ALLENTOWN – The Borough Council is on board with and supports recommendations that have been made by the New Jersey Economic and Fiscal Policy Workgroup.
The workgroups’s report is known as the Path to Progress recommendations.
According to the website http://pathtoprogressnj.org/the-process, the workgroup “held its initial organizational meeting on Jan. 30, 2018. Over the course of several months, the workgroup held seven meetings that included presentations by policy experts on critical issues and robust discussion of the pros and cons of potential solutions.
“Eventually, each member of the group was asked to submit policy recommendations based upon those presentations and discussions.
“The recommendations were shared with the workgroup and aggregated into five categories: pensions and benefit reform; leveraging assets to stabilize the pension system; education reform at the administrative level; county and municipal government reform and shared services; and state and local government tax structure,” according to the website.
The workgroup’s report, in its entirety, represents the consensus of its members and “represents the first step in what we anticipate being an ongoing process in the months ahead that will expand to involve stakeholders and the general public in an informed debate about how to put New Jersey on the path to progress,” according to the website.
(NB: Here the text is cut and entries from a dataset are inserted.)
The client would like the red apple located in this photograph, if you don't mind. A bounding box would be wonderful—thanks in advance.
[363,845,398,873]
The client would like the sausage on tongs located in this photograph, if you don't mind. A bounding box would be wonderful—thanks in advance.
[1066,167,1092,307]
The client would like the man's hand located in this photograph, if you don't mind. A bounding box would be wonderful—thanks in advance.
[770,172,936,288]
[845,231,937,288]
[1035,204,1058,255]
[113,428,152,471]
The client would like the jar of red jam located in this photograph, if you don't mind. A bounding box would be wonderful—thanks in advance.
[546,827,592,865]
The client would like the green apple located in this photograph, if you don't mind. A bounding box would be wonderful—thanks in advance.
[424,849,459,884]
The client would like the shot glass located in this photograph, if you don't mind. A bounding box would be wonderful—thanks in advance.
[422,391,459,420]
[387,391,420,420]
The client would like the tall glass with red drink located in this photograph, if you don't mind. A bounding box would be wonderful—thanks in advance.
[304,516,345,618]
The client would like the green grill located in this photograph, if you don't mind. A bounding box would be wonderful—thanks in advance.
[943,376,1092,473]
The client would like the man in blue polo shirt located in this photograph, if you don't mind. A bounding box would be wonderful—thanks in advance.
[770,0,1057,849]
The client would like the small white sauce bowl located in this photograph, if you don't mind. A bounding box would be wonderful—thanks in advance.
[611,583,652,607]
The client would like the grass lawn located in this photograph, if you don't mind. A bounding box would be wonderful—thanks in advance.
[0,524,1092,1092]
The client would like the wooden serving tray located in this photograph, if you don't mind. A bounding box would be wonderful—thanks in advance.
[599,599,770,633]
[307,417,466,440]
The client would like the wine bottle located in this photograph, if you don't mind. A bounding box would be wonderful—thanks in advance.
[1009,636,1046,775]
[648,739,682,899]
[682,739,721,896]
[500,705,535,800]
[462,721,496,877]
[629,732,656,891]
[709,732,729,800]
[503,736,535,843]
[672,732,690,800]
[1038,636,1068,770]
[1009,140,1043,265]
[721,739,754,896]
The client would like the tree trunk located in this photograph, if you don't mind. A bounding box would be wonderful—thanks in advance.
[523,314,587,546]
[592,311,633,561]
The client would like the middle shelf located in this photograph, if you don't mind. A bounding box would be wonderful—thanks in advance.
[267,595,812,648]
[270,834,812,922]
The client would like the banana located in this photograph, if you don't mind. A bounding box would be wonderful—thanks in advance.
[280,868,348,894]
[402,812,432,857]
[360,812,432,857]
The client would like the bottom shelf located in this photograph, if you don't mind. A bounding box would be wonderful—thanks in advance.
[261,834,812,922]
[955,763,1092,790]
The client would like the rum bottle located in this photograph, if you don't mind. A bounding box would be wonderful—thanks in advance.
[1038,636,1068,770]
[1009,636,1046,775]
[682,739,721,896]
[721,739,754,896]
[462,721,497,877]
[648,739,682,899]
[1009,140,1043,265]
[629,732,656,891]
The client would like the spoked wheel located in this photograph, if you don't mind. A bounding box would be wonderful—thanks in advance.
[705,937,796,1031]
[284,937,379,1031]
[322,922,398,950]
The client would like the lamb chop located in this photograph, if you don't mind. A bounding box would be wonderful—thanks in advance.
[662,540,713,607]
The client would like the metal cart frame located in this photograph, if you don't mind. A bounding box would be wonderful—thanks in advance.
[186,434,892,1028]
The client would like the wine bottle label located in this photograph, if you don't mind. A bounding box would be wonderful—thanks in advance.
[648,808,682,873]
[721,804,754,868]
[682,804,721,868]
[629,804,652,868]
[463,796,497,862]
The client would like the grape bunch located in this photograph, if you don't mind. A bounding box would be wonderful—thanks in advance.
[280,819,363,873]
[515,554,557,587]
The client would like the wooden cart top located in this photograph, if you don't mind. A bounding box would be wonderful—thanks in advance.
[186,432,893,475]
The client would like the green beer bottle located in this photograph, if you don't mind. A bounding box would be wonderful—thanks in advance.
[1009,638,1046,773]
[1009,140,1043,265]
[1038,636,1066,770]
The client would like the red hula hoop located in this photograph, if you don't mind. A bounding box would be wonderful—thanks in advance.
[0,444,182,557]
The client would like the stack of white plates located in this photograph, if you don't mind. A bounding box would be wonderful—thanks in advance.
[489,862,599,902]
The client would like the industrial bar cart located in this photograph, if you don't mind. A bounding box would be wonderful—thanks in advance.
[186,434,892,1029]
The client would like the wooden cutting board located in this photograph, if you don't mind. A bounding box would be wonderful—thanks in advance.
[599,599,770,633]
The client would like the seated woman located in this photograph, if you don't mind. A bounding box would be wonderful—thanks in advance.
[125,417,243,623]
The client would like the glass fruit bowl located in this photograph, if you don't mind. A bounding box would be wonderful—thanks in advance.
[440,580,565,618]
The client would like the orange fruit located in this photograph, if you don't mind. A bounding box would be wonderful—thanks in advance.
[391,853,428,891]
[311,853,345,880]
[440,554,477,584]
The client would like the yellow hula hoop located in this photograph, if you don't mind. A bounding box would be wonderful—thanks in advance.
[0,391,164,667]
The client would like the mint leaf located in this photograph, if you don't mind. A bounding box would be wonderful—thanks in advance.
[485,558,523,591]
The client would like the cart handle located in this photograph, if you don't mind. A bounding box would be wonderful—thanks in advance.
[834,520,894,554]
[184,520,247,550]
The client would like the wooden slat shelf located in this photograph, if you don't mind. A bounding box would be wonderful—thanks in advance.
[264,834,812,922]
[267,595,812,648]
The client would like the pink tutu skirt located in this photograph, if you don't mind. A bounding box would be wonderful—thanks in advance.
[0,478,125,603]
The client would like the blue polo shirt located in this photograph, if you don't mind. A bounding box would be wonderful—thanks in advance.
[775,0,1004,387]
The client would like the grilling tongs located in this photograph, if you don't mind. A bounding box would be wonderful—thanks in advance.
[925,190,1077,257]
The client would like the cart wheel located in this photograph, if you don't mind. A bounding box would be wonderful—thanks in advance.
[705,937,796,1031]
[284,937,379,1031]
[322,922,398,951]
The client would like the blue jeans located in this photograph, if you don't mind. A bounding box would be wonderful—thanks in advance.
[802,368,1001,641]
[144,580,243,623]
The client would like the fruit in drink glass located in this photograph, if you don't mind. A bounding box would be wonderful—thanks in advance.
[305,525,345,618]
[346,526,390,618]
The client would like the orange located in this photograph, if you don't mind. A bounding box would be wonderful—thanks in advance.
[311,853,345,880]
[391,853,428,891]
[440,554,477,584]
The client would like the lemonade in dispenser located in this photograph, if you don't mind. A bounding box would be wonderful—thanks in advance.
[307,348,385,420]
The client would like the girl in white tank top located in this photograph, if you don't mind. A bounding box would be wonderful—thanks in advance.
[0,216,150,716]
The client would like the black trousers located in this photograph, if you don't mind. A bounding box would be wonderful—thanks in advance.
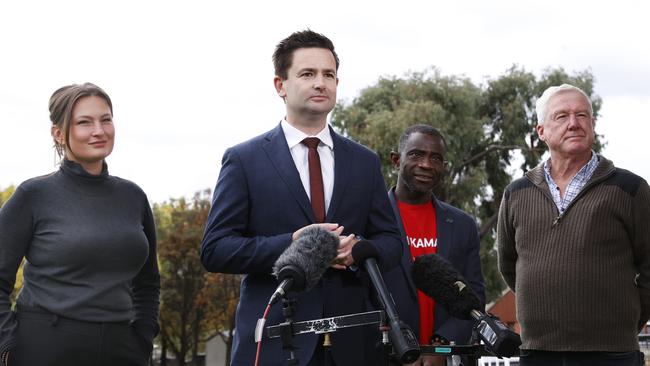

In passing a resolution which supports the Path to Progress, Allentown council members made the following observations:
• New Jersey faces a daunting fiscal crisis;
• For two decades, while county and municipal governments made the proper pension payments, New Jersey governors from both parties severely underfunded the pension system for teachers and state government workers;
• While local government pension systems are funded at the national average, the state’s
unfunded liability for pensions and retiree health benefits now tops $150 billion – four times the size of the state budget;
• Actuaries project the state will have to increase its pension contribution from $3.2 billion in this year’s budget to $6.7 billion to reach the actuarially required contribution by Fiscal Year 2023;
• Health care costs continue to rise and New Jersey and its local governments cannot sustain the unparalleled platinum level benefits they provide to their employees;
• The state must bring pension and health care costs under control before they crowd out all other important spending needs, such as reinvestment in NJ Transit, making higher education more affordable and properly funding state aid to school districts to hold down property taxes.
Through the resolution, the council members expressed their support for the recommendations of the Path to Progress report issued by the workgroup. Voting to pass the resolution were council President Thomas Fritts and councilmen Robert Strovinsky, John A. Elder III, Rob Schmitt and Michael Drennan. Councilwoman Angela Anthony was absent.